Little attention has been paid to measuring quality and value of care in the period between diagnosis and receipt of a surgical intervention. Treatment for carpal tunnel syndrome (CTS) is an ideal context to develop measurement models of care quality and utilization between primary care and specialty providers, given that approximately 40,000 Veterans per year are newly diagnosed with CTS and often receive care from one or more providers from primary care, occupational therapy, orthopedic surgery, plastic surgery, neurosurgery, physical medicine and rehabilitation, or pain management. Although a variety of nonoperative treatments can be appropriate under certain clinical circumstances, these same treatments can be low value if they lead to delays for patients who would benefit from surgery. The pre-surgical period, during which patients often have multiple touches with the healthcare system, is an important time to identify opportunities to improve coordination and quality of care for Veterans.
The studies proposed for this CDA will facilitate development of innovative strategies to improve coordination, access, and value of care for Veterans with CTS, particularly in the pre-surgical period.
Aim 1: to assess facility-level variation in pre-surgical value for CTS-related care.

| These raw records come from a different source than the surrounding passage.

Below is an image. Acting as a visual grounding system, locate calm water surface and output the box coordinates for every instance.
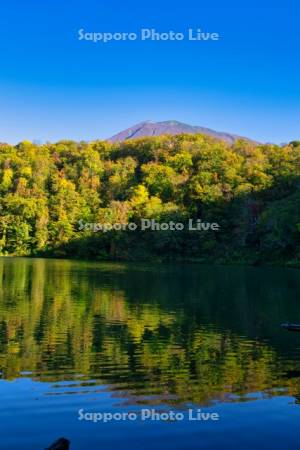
[0,258,300,450]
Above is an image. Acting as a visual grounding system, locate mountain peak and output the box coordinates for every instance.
[109,120,247,144]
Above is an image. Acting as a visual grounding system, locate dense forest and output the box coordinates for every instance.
[0,134,300,266]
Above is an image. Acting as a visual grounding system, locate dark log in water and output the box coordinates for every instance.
[281,322,300,331]
[45,438,70,450]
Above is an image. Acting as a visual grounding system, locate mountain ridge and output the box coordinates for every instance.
[108,120,250,144]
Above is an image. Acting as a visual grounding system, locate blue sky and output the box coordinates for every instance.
[0,0,300,143]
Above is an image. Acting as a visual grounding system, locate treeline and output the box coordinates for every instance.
[0,135,300,265]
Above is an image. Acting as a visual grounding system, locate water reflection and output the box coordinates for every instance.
[0,258,300,405]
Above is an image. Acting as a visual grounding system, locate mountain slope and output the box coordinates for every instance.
[109,120,247,144]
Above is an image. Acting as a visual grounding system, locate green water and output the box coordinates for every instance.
[0,258,300,449]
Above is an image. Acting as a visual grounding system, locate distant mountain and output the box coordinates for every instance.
[108,120,248,144]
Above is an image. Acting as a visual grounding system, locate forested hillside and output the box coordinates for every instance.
[0,134,300,265]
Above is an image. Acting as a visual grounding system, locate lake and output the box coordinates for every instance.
[0,258,300,450]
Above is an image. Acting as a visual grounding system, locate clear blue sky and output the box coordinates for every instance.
[0,0,300,143]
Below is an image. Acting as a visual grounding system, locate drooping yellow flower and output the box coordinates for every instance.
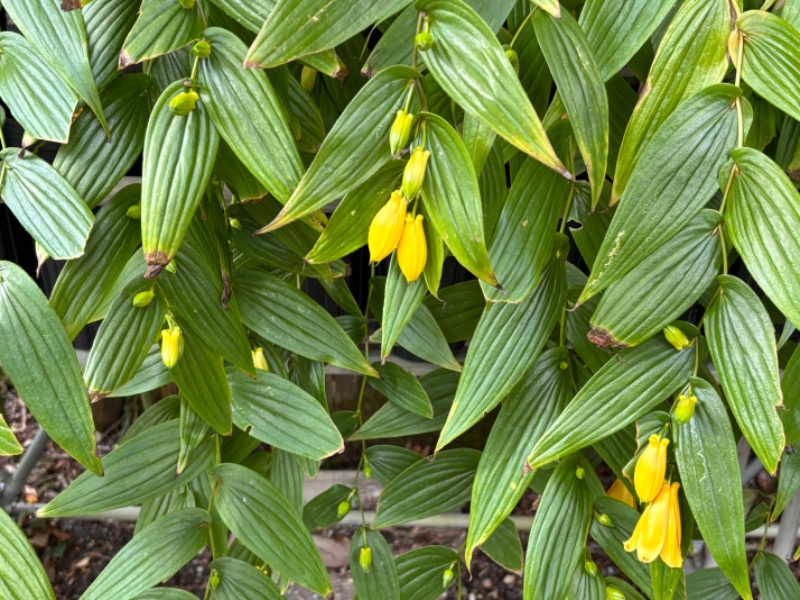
[633,434,669,502]
[624,483,670,563]
[606,478,636,508]
[397,215,428,283]
[367,191,408,262]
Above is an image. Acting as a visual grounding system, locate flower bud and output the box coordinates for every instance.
[414,31,433,52]
[664,325,691,350]
[253,346,269,371]
[675,394,697,424]
[367,192,408,262]
[161,325,183,369]
[633,434,669,502]
[133,290,156,308]
[300,65,317,94]
[169,91,200,117]
[402,146,431,202]
[336,500,350,519]
[358,546,372,573]
[192,40,211,58]
[397,215,428,283]
[389,110,414,156]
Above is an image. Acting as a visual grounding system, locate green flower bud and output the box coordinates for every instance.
[192,40,211,58]
[336,500,350,519]
[675,394,697,424]
[169,91,200,117]
[414,31,433,52]
[389,110,414,156]
[133,290,156,308]
[358,546,372,573]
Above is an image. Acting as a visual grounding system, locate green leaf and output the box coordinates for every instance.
[725,148,800,330]
[350,369,458,440]
[84,279,167,402]
[245,0,411,68]
[374,448,481,528]
[420,113,497,285]
[233,269,377,377]
[578,0,674,81]
[81,508,211,600]
[119,0,203,69]
[436,258,566,450]
[611,0,733,204]
[464,348,572,567]
[0,510,55,600]
[0,31,78,143]
[3,0,108,131]
[415,0,570,177]
[50,184,141,339]
[228,369,344,460]
[142,78,219,278]
[198,27,303,203]
[0,148,94,259]
[481,519,522,573]
[369,362,433,419]
[261,67,418,232]
[590,210,722,347]
[54,73,153,208]
[528,337,697,468]
[753,550,800,600]
[0,261,103,473]
[579,84,749,303]
[212,464,331,596]
[39,420,212,518]
[736,10,800,120]
[531,11,608,208]
[523,455,593,600]
[705,275,785,473]
[305,161,405,264]
[672,377,751,598]
[209,556,283,600]
[395,546,459,600]
[481,121,571,303]
[350,528,400,600]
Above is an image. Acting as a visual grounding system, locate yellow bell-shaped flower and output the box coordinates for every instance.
[397,215,428,283]
[606,478,636,508]
[367,191,408,262]
[633,434,669,502]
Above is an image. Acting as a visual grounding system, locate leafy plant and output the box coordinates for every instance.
[0,0,800,600]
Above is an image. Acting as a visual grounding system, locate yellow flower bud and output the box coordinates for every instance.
[397,215,428,283]
[169,91,200,117]
[133,290,156,308]
[606,478,636,508]
[161,325,183,369]
[358,546,372,573]
[402,146,431,201]
[389,110,414,156]
[633,434,669,502]
[664,325,691,350]
[675,394,697,424]
[367,192,408,262]
[252,346,269,371]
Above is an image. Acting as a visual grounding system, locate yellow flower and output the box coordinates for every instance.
[161,325,183,369]
[624,483,680,563]
[402,146,431,201]
[633,434,669,502]
[367,191,408,262]
[397,215,428,283]
[606,478,636,508]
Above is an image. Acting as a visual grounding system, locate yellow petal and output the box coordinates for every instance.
[633,434,669,502]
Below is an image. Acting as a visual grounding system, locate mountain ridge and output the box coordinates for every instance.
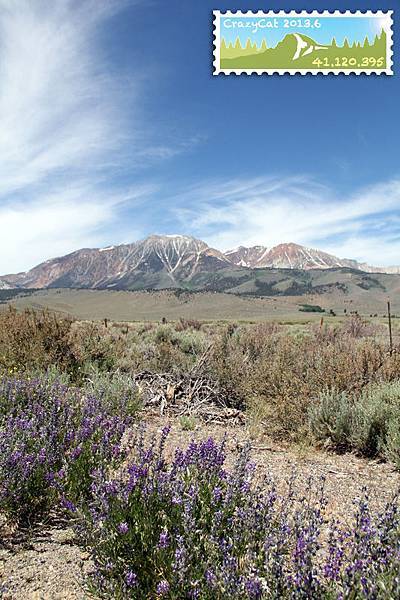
[0,234,400,289]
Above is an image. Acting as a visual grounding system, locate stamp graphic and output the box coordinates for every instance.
[213,10,393,75]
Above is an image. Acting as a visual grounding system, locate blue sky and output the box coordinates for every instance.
[0,0,400,273]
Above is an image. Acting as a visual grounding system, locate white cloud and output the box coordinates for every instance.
[0,0,153,273]
[0,185,154,274]
[175,177,400,265]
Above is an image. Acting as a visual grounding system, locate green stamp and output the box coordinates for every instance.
[213,10,393,75]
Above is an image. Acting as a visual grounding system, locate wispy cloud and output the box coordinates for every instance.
[0,0,158,273]
[174,177,400,265]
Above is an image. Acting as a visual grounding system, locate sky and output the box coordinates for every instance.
[0,0,400,274]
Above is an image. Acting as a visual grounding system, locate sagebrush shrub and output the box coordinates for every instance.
[309,381,400,462]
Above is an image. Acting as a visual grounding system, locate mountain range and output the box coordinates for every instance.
[0,235,400,295]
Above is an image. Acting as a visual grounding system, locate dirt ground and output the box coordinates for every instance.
[0,416,400,600]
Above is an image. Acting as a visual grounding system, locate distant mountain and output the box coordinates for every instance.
[225,244,400,273]
[0,235,400,295]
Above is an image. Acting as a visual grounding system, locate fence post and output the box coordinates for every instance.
[388,300,393,355]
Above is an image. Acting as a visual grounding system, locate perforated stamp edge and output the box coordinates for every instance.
[213,10,394,75]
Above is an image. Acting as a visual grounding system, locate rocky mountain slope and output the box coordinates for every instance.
[0,235,399,295]
[4,235,231,289]
[225,244,400,273]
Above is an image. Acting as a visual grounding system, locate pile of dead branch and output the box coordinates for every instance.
[134,371,245,425]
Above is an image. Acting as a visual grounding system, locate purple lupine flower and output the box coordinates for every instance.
[244,577,263,600]
[118,521,129,535]
[156,579,171,596]
[157,531,169,549]
[125,570,137,587]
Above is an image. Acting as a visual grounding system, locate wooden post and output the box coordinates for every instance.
[388,300,393,355]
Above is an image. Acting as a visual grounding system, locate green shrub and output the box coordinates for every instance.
[309,381,400,463]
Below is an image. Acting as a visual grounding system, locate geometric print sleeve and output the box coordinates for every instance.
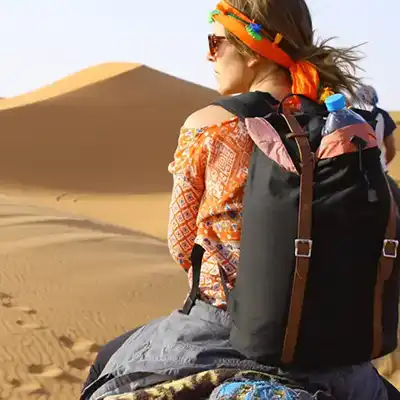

Aim 2: to understand factors associated with pre-surgical episode quality and utilization from the patient and provider perspectives.
Aim 3: to design and pilot a multi-disciplinary CTS clinical care pathway to improve pre-surgical episode value.
This research program will assess the quality and utilization of pre-surgical CTS care delivered over time among multiple providers using a model based on the National Quality Forum (NQF) patient-centered episodes of care theoretical construct coupled with Donabedian's structure-process-outcomes framework. In Aim 1, using VHA administrative data, I will construct facility-level measures of pre-surgical episode quality/access (inappropriate delay of surgery) and utilization (number of pre-surgical encounters) and examine the impact of structural and process considerations on facility variation in these performance measures. Structural considerations will focus on care organization that influences timely access to care, including specialist availability, proximity, and use of community care for referrals. Process considerations will focus on the mode of actual healthcare delivery, like use and timing of diagnostic tests, nonoperative treatments, and specialist referrals. In Aim 2, I will conduct semi-structured interviews with patients and providers to understand key factors associated with pre-surgical episode quality and utilization. The interviews will capture organizational factors (referral protocols and mechanisms of provider communication), perspectives, preferences, and care goals of key stakeholders (patients and clinicians) involved in pre-surgical CTS care to determine facilitators and barriers that impact pre-surgical episode value. For Aim 3, I will use findings from Aim 1 and Aim 2 to design and pilot a multidisciplinary CTS clinical care pathway to improve care coordination, prompt access, and appropriate use of resources for Veterans with CTS.
Not yet available.
This series of studies will develop innovative strategies to improve coordination, access and value of care for CTS, particularly in the pre-surgical period. Through future work, I will use the model developed for CTS to examine variation in quality and utilization during pre-surgical care for other conditions, with the goal of optimizing the value of health care services across all treatment phases and maximizing outcomes for Veterans receiving surgical care. This approach will also be beneficial for quality measurement efforts across healthcare settings as the VHA provides more care through the community-based healthcare networks recommended by the Commission on Care.